La circulación de este material de prelanzamiento reavivó el debate. Y más allá del hate flojo de papeles de quienes creen que un juego (y por extensión, la industria que lo produce) sólo vale en la medida de que se acerque a ser categoría AAA y venga con millones de dólares de presupuesto detrás (que no, no todo juego tiene que ser tope de gama y más de un AAA es muy aburrido de jugar), hay una pregunta válida en eso que apareció en el debate: ¿qué hace "argentino" a un videojuego?

Aunque en la Argentina el sector aún se cuenta como incipiente, no es una pregunta que ignoren las industrias culturales locales. De hecho, hay casos históricamente recientes de este planteo (e incluso algunos circuitos se lo replantean a intervalos regulares). Es una pregunta identitaria que suele acompañar a un momento de consolidación de un sector.

Por ejemplo, en sus orígenes el rock argentino lo debatió fuertemente. Confrontó, incluso, con referentes de otros géneros musicales (como el tango o el folklore) que acusaban a los fundadores del género en el país de "extranjerizantes". El debate en sí mismo ya está saldado hace décadas y el rock encontró en la denominación de "nacional" una síntesis de sus particularidades (que incluían, notoriamente, la influencia del tango y el folklore, tanto a nivel musical como poético).

La historieta también experimentó esos debates. Por ejemplo, cuando los fanzineros de fines de los '90 se preguntaban si tenían que dibujar para pulirse y poder mostrarse en mercados de afuera, o si tenían que desarrollar una obra enteramente propia. ¿Era más argentino Morón Suburbio, El hombre primordial o Angela della Morte?

La conclusión a la que llegan la mayoría de estos circuitos es que hay una serie de rasgos intangibles, no siempre fácilmente señalables, que hablan de un modo de entender la realidad, una historia en común que se filtra aún sin querer.

En el caso de los videojuegos, pese a ser una industria con menos años de historia que las otras dos, sucede algo similar. Hasta hace 10 o 15 años, los desarrolladores locales se preguntaban qué podían ofrecer al mercado global de videojuegos en términos meramente industriales. ¿Qué rol jugar? ¿Proveer mano de obra barata pero especializada para cubrir determinados aspectos del desarrollo? ¿Juegos para dispositivos móviles? ¿Desarrollos lúdico-pedagógicos? Casi todas estas alternativas se exploraron en un momento u otro.

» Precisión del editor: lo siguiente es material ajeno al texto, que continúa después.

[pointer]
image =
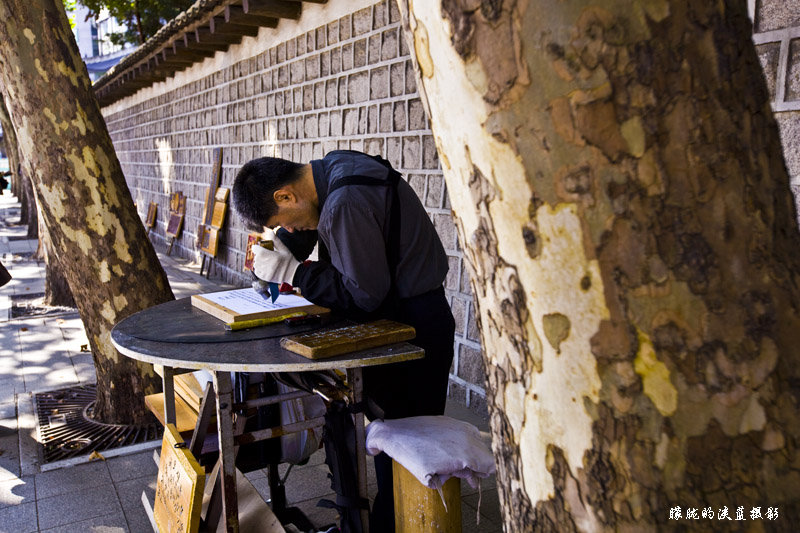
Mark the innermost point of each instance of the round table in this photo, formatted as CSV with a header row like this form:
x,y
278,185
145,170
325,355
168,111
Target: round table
x,y
177,335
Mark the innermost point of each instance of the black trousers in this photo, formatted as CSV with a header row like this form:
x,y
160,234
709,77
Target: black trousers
x,y
412,388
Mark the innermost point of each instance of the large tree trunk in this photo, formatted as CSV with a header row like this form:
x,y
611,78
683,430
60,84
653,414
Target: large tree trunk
x,y
622,200
20,183
108,261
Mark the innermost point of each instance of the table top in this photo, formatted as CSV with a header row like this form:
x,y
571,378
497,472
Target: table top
x,y
178,335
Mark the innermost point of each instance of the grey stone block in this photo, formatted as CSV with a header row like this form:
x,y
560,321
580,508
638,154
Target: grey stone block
x,y
418,182
389,45
321,39
333,32
397,81
411,80
458,307
435,191
446,230
325,64
360,53
416,115
19,518
345,27
470,365
411,152
386,118
336,60
374,49
776,14
394,151
297,71
372,120
430,156
324,123
77,506
362,21
379,83
358,87
374,146
351,121
311,126
312,67
336,123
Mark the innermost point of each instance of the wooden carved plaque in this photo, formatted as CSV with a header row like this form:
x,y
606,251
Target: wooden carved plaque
x,y
179,488
151,215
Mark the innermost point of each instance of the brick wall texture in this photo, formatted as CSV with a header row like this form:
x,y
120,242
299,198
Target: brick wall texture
x,y
347,84
776,32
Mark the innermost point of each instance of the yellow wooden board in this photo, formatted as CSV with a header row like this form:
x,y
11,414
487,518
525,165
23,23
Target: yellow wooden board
x,y
179,487
327,343
240,305
185,416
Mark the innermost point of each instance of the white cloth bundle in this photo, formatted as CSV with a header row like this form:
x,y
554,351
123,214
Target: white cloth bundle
x,y
433,448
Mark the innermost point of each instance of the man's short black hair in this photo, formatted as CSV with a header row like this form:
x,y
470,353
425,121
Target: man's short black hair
x,y
255,184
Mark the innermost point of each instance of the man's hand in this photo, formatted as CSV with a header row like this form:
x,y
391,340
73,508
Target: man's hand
x,y
275,266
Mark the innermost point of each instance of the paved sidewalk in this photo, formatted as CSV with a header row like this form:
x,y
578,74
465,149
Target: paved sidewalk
x,y
44,353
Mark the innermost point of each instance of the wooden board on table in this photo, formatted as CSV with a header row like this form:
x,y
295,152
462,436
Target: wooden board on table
x,y
150,222
327,343
210,242
185,416
179,487
246,304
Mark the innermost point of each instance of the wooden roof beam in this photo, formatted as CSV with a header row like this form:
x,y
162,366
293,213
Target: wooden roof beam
x,y
273,8
237,15
218,26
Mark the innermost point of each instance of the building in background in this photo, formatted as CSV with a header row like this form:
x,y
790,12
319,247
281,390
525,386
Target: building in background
x,y
97,50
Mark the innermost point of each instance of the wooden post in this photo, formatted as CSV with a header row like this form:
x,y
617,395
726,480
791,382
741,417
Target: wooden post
x,y
354,377
227,455
418,509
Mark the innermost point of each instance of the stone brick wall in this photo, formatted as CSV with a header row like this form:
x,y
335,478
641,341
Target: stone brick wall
x,y
346,83
776,33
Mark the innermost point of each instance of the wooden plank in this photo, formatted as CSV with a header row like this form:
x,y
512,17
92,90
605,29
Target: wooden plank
x,y
179,487
185,416
418,509
327,343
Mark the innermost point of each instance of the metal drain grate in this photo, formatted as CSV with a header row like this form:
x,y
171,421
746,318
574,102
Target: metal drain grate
x,y
67,429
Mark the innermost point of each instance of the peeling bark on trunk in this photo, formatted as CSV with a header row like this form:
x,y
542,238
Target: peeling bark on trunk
x,y
623,203
108,261
20,183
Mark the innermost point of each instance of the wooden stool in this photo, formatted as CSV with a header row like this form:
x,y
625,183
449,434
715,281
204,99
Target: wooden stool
x,y
418,509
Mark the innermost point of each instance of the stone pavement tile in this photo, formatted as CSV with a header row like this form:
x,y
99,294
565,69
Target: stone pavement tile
x,y
319,516
130,496
307,483
78,505
17,491
72,479
9,467
113,523
8,412
84,368
19,519
132,466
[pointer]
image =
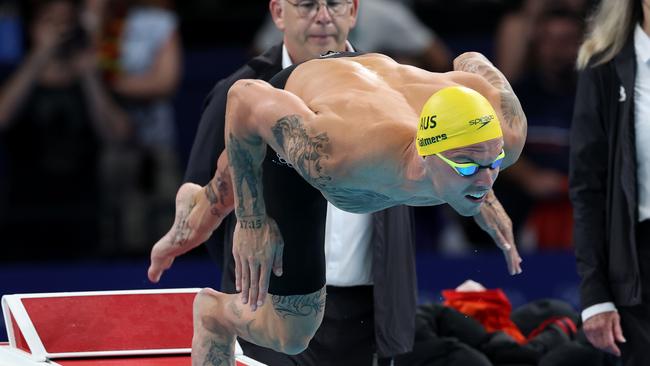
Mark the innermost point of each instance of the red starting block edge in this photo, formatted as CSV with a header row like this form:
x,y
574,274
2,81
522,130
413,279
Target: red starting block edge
x,y
74,325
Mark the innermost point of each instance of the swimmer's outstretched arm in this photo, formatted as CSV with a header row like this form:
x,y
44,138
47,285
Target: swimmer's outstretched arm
x,y
493,219
199,211
513,119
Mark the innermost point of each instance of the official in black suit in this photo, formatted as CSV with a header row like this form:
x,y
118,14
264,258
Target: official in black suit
x,y
610,179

Cuando la producción se orienta hacia mercados exteriores, muchas veces por encargos de desarrolladores o estudios extranjeros, esas preguntas ganan preeminencia. Pero cuando los estudios locales tienen margen para desarrollar sus propios proyectos además de los encargos, surge la otra pregunta, la identitaria, donde qué se va a ofrecer al público/ audiencia/ mercado es una cuestión más profunda, porque aún sin notarlo están planteándose qué quieren decir con los videojuegos que desarrollan.

Todo esto para hablar de Runa & El legado Chaikurú. El juego en sí mismo se anticipa como un plataformero 3D bien hecho, con recursos y obstáculos ingeniosos, y muchos guiños para expresar eso identitario. En la superficie, sí, la empanada dorada, los carpinchos y el mate. Pero ya partir de un pasado mítico inspirado en las culturas originarias locales habla de una mirada puesta aquí, que no por eso se deja anquilosar.

Cuando uno descubre que Runa encuentra como tesoro arqueológico un cartucho de 9999 videojuegos en 1… pues es un homenaje hermoso a las infancias de los '90 a las que pertenecen los creadores. O la valija llena de patacones. Esos gestos pueden entenderse hacia afuera, sí, pero se disfrutan mucho más -y emocionan- aquí, por quienes pasaron por esas experiencias o que, al menos, las tienen inscritas por historia familiar.

Y entonces sí, se puede anticipar sin lugar a muchas dudas que Runa es un juego bien argentino.